5495 - Pierre et grâce

N. Lygeros

Ils avaient voyagé durant des jours pendant la nuit pour éviter les barbares qui avaient envahi leur pays. Ils ne voyaient plus le soleil pour atteindre le jardin noir. Ils étaient seuls mais ensemble. Le garçon et sa mère venaient du pays des pierres. Voilà pourquoi leurs chaussures avaient rendu l’âme sur le chemin. Ils étaient tous les deux frêles sous le poids de la nuit mais ils n’avaient pas succombé à la barbarie : durs comme la pierre, tendres comme la grâce. Aussi la rencontre avec le dragon ne les surprit pas.
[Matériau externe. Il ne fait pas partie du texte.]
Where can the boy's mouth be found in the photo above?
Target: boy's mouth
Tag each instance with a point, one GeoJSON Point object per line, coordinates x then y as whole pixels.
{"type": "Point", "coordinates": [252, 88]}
Mère : C’est ici… Il nous attend.
Garçon : Qui nous attend ?
Mère : La source de la mémoire.
Garçon : Le dragon ?
Mère : Tu n’as donc pas oublié… Tu étais pourtant si petit.
Garçon : Petite ou grande, la pierre est toujours dure.
Mère : C’est bien, mon garçon.

La résistance de la grâce n’avait pas été vaine. Le joug barbare n’avait pas brisé les pierres oubliées de Dieu. Malgré la tempête, les hommes étaient encore debout comme pour soutenir le ciel qui s’effondrait sous le poids de la lune. Le garçon et sa mère pénétrèrent dans la grotte où soufflait le dragon. Ils n’avaient plus peur. Ils étaient sous sa protection désormais. Et pourtant… Le souffle du dragon était étrange. Le garçon ne se rendit pas compte de l’inquiétude de sa mère et il courut vers les entrailles de la caverne. Sa mère tenta de l’attraper par la main mais en vain, la joie de retrouver enfin le dragon avait été plus rapide.

Mère : Fais attention !
Garçon : Ne t’inquiète pas, maman…

Ensuite, sa voix s’enfonça dans le silence du dragon. Et puis soudain, elle entendit un cri.
Elle crut d’abord que son enfant était tombé aussi elle se précipita pour le rejoindre… Elle le vit enfin. Il était debout, du moins pour un instant seulement…
Elle le vit s’agenouiller sans comprendre son geste.

Mère : Que se passe-t-il, mon petit ?

Le garçon ne répondit pas ; il tendit seulement sa main dans une direction invisible. Le souffle était encore plus étrange. La mère s’approcha elle aussi de l’endroit… Et là, elle découvrit l’horreur de la vision de son fils. Les barbares avaient crucifié le dragon. Sans le réaliser, elle repensa à la croix du dragon. Ce n’était donc pas une légende.

Mère : Viens près de moi…
Garçon : Pourquoi ont-ils fait cela ?

Il avait du mal à retenir ses larmes.

Garçon : Il est encore vivant, n’est-ce pas ?
Mère : Les dragons souffrent mais ils ne meurent pas.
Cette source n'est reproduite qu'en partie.